The Indian parliament has approved a bill that bans the secular right of a Muslim man to divorce his wife immediately, raising allegations of government interference in a community issue.
Narendra Modi's Hindu nationalist administration has pushed to criminalize the "triple talaq", according to which a man can divorce by pronouncing the word "talaq", which means divorce in Arabic, three times in the presence of his wife.
After the vote in the upper house on Tuesday, now only the president's signature is required – considered a formality – to become law.
The lower house supported the bill, which will make anyone who practiced the immediate divorce subject to legal action last week. India is one of the few countries where the practice has survived the law. It was declared "unconstitutional" by the Supreme Court two years ago.
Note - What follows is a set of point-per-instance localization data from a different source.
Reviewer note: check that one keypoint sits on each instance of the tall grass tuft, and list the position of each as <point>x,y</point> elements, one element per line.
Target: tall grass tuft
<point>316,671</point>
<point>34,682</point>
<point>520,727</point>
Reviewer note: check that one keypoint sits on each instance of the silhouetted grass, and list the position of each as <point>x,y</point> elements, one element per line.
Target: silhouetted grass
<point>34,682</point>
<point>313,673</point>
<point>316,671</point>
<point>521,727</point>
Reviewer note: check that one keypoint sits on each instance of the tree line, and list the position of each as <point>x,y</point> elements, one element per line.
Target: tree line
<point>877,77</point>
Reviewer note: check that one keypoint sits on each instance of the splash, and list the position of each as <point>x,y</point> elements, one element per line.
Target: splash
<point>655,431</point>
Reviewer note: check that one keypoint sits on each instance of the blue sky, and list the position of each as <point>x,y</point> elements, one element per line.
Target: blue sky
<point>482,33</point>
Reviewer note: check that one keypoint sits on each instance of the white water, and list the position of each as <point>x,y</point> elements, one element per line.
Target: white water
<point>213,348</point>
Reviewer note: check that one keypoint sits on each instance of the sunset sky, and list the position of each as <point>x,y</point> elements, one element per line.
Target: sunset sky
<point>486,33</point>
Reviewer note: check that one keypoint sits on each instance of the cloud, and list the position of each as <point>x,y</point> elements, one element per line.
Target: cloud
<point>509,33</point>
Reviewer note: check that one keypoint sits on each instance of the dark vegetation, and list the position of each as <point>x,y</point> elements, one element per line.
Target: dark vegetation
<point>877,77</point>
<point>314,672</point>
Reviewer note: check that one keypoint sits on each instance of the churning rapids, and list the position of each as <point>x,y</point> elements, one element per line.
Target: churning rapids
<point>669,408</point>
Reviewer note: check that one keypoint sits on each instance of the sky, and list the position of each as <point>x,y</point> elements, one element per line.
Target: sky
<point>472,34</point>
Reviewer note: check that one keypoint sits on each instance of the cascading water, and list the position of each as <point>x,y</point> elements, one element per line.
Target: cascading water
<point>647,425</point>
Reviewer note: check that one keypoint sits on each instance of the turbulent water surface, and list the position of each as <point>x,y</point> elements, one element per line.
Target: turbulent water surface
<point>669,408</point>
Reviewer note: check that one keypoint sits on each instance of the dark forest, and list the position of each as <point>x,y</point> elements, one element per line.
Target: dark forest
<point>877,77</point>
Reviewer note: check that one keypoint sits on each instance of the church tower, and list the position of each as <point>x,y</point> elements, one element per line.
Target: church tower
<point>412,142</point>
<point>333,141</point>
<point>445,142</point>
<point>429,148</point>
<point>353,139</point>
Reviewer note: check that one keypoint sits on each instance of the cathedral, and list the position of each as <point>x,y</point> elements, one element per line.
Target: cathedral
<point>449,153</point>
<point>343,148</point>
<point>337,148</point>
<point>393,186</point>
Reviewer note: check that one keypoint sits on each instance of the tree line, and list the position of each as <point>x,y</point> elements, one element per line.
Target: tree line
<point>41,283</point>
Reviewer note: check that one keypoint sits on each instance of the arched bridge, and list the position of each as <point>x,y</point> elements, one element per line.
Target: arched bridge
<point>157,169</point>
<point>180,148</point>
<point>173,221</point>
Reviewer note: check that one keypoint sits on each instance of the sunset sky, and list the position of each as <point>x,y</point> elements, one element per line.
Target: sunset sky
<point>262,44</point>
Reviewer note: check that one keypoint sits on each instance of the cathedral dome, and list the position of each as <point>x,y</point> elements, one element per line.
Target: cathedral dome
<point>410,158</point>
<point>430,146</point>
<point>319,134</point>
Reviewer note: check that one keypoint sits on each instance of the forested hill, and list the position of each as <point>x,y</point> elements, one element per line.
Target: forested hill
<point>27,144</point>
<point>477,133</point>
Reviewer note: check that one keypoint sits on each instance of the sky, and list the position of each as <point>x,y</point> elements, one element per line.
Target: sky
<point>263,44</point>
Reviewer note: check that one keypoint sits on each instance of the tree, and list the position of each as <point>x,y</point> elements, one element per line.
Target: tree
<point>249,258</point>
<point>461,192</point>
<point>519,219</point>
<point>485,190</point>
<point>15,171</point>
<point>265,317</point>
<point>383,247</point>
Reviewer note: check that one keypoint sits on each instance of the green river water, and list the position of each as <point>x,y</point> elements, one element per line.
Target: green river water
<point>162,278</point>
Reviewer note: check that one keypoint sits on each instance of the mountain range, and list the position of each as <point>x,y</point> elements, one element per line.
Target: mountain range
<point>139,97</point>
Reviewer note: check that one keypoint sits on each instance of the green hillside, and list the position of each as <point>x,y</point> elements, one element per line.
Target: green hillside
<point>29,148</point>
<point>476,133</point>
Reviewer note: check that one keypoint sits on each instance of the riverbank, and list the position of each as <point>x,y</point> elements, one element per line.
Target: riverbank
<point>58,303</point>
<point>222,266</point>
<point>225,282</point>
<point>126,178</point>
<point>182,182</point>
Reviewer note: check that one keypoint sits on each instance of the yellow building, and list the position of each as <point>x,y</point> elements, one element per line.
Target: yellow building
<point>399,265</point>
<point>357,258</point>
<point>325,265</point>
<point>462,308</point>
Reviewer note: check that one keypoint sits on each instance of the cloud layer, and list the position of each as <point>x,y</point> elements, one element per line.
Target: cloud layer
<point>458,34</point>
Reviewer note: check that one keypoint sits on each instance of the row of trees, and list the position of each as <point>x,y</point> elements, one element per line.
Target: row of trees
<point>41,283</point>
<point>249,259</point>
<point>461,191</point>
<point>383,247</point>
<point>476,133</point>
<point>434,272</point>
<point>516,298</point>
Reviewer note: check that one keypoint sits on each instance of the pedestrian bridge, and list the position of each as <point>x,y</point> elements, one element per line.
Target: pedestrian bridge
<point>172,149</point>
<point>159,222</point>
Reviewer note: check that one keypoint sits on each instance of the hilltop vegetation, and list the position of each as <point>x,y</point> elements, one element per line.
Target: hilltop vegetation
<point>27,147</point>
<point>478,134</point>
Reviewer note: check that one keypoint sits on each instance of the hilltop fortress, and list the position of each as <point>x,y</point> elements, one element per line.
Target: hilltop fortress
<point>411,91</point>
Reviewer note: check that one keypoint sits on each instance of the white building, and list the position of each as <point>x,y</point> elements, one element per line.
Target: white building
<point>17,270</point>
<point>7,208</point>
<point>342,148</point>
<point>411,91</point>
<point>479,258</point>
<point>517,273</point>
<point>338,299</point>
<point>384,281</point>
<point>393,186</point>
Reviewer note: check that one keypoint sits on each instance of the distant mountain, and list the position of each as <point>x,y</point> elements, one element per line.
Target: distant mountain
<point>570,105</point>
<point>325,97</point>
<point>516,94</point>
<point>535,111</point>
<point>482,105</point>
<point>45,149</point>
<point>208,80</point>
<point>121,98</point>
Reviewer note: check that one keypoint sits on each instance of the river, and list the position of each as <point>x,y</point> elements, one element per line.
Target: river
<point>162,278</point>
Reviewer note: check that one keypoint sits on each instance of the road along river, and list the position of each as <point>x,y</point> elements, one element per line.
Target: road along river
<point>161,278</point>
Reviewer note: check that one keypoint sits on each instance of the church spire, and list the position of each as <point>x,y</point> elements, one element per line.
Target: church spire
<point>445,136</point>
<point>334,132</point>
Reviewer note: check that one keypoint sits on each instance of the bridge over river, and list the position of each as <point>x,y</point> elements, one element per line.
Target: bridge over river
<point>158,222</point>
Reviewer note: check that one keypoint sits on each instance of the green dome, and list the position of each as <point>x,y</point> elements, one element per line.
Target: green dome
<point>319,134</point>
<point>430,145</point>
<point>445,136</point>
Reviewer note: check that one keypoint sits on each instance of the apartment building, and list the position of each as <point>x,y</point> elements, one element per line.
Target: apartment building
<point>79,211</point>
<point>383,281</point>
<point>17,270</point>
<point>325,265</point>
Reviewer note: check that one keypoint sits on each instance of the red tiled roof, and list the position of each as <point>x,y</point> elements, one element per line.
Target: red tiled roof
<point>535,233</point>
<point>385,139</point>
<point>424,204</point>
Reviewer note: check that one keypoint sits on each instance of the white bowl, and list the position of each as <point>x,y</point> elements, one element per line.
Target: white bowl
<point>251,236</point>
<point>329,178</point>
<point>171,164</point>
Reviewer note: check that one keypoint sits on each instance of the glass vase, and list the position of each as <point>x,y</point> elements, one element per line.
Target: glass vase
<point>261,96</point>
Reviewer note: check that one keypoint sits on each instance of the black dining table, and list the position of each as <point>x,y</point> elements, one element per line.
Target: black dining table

"This is a historic day, the injustice that was happening with Muslim women, the Indian parliament gave them justice," said law minister Ravi Shankar Prasad in Delhi.
Some Indian Muslim groups have claimed that triple talaq is wrong, but they believe the practice should be reviewed by community leaders rather than by the government.
Asaduddin Owaisi, MP of the All India Majlis-e-Ittehadul Muslimeen opposition, said the BJP failed to reform Hindu society and was instead targeting Muslims.
Critics have long accused the BJP of prejudice against minority Muslims. The BJP denies the accusation but states that it opposes the pacification of any community.